I’ve dealt with similar Puppeteer challenges before. The issue likely stems from YouTube’s dynamic content loading. While the console interacts with a fully loaded page, Puppeteer may attempt to access elements before they’re ready.
To address this, consider using page.waitForNetworkIdle() instead of a fixed timeout. This ensures all network activity has settled before proceeding. Additionally, YouTube’s DOM structure can be volatile, so it’s worth exploring more robust selectors or data attributes for increased reliability.
Remember, YouTube may have anti-scraping measures in place. It’s crucial to respect their terms of service and implement appropriate rate limiting in your script to avoid potential issues.
hey, i’ve run into this too. the problem is youtube loads stuff dynamically, so puppeteer might not see everything right away. try using page.waitForSelector() instead of that timeout. it’ll wait til the element actually shows up. also, youtube’s layout changes sometimes, so maybe use data attributes if u can find em. they’re more stable.

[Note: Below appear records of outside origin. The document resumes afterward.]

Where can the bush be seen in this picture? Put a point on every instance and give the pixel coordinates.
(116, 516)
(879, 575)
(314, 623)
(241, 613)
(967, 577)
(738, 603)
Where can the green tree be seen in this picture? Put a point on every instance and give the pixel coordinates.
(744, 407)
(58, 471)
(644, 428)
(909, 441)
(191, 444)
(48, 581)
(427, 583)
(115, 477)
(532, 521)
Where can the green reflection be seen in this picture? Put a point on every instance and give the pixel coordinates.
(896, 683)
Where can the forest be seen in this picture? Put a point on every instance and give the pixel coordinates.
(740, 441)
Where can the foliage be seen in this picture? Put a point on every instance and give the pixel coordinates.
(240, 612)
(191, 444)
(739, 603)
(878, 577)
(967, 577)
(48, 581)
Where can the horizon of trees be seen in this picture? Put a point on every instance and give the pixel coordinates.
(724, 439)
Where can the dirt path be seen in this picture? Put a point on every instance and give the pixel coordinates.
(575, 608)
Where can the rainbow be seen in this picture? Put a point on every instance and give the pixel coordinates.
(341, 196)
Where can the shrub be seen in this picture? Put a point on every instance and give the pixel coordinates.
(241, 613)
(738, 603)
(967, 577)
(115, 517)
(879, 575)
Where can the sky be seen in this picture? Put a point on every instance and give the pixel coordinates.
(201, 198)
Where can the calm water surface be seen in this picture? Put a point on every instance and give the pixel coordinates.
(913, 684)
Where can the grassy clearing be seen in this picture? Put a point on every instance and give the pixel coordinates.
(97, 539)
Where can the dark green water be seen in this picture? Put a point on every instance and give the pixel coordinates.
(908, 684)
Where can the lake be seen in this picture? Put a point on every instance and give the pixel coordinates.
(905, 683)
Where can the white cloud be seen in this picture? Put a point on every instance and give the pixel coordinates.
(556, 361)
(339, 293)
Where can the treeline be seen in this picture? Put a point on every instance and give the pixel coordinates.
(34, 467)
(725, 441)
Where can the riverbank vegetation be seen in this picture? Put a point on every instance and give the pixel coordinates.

I’ve encountered similar issues with Puppeteer before, and I think I know what’s going on here. The problem likely stems from the dynamic nature of YouTube’s content loading. When you’re using the Chrome console, you’re interacting with a fully loaded page. However, with Puppeteer, the page might not have finished loading all its elements by the time your script tries to access them.
To fix this, you could try increasing your wait time or, better yet, use page.waitForSelector() instead of a fixed timeout. This ensures the element is actually present before you try to access it. Here’s how you might modify your code:
await page.waitForSelector('#count > yt-view-count-renderer > span.view-count')
Also, YouTube’s DOM structure can change, so using more robust selectors or data attributes (if available) could make your script more resilient to updates.
Lastly, remember that YouTube might have measures in place to detect and block automated scraping, so be mindful of rate limits and terms of service when using such scripts.